Nascido em Nossa Senhora do Desterro, hoje, Florianópolis, em 24 de novembro de 1861, o poeta CRUZ E SOUSA obteve o reconhecimento literário depois da morte. O crítico José Veríssimo (1857-1916), preso “aos momentos áureos do Classicismo e às vertentes mais sóbrias do Romantismo” (BOSI, 2000, p. 253), tachou-o como “decadente”, virando as costas para a renovação simbolista; muitos anos depois, Paulo Leminski (1944-1989), na biografia Cruz e Sousa – O negro branco (1983 in 1990, p. 51), leu-o entre os “primeiros modernos”, e arriscou dizer que a experiência simbolista “é extremamente concreta. Mas eles [os próprios simbolistas] a mitificaram, camuflando-a” (2001, p. 85). O ensaísta francês Roger Bastide (1898-1974), por sua vez, reconheceu o poeta catarinense como um dos três grandes expoentes universais do simbolismo, manifestação da vanguarda francesa que “pensava por imagens”, ao lado do alemão Stefan George (1868-1933) e do francês Stéphane Mallarmé (1842-1898), conforme Lêdo Ivo (1924-2012), no capítulo de O ajudante de mentiroso, publicado em 2009 (http://www.jornaldepoesia.jor.br/BLBLcruzesouza.htm).

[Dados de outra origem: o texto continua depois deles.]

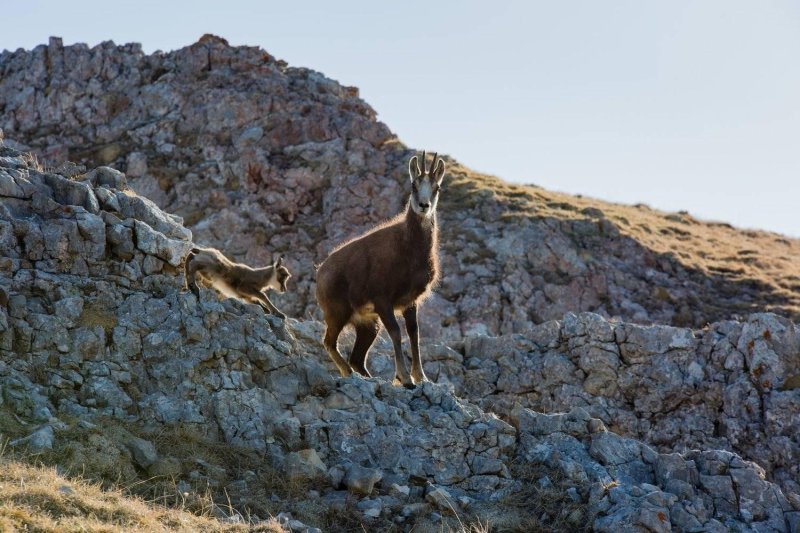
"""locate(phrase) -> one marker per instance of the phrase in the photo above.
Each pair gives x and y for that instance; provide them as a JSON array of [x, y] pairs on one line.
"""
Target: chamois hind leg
[[391, 325], [333, 327], [266, 304], [410, 316], [365, 336]]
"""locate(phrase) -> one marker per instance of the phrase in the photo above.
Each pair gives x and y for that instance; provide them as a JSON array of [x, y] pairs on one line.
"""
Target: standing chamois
[[388, 270], [236, 280]]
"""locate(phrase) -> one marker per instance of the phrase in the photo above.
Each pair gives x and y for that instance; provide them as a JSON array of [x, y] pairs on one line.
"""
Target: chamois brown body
[[236, 280], [387, 271]]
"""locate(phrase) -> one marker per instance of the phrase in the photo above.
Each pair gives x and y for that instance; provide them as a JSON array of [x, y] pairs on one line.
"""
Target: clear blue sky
[[680, 104]]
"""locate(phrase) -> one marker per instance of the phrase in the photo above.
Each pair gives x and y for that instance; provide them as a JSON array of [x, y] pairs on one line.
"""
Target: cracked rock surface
[[261, 158], [94, 321]]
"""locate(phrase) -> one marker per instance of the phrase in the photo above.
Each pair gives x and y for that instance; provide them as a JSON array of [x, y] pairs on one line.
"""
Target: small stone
[[441, 499], [304, 465], [40, 440], [399, 490], [143, 451], [361, 480], [167, 467]]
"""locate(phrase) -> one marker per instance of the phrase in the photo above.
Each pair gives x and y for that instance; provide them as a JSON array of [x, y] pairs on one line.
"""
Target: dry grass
[[36, 498], [764, 262]]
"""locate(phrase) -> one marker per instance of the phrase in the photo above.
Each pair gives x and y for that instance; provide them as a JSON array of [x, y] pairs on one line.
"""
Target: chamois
[[236, 280], [390, 269]]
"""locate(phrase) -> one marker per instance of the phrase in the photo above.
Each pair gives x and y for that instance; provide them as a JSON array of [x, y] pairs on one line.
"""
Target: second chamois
[[388, 270], [236, 280]]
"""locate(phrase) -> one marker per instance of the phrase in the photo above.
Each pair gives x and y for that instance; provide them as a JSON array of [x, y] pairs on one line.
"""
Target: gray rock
[[143, 451], [304, 465], [361, 480], [39, 441]]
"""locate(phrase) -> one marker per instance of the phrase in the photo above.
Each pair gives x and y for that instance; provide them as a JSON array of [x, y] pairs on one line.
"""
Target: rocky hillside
[[93, 324], [260, 158]]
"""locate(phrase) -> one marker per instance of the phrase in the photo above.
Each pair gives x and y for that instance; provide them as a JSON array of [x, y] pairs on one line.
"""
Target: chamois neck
[[417, 222]]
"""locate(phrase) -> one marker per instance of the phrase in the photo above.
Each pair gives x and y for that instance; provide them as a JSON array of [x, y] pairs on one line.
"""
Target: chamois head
[[281, 275], [425, 184]]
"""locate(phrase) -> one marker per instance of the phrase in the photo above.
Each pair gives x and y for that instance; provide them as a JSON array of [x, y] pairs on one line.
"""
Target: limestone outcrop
[[260, 158], [94, 321]]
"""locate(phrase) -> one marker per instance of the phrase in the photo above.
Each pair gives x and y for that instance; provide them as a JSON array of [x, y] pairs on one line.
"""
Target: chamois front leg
[[261, 299], [393, 328], [417, 373], [191, 269]]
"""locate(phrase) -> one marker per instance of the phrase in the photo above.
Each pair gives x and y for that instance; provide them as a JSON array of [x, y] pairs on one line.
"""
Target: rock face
[[260, 158], [731, 386], [93, 321]]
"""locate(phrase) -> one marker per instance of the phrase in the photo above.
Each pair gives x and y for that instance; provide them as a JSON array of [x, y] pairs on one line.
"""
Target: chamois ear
[[438, 171], [414, 171]]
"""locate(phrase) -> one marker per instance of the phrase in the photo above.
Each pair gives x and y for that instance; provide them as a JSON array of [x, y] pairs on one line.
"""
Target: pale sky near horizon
[[680, 104]]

A observação de Bastide não se perdeu no emaranhado da crítica preconceituosa, embora ainda com restrições: Cruz e Sousa se tornou o maior poeta simbolista brasileiro, mas continua fora da seleta Academia Brasileira de Letras (ABL), por exemplo – embora esta o celebre, como por ocasião do centenário de sua morte em 1998. Para alguns, suas origens impediram seu ingresso na ABL, a mesma que tem o mulato Machado de Assis (1839-1908) como o primeiro presidente e o abolicionista José do Patrocínio (1853-1905) entre seus pares.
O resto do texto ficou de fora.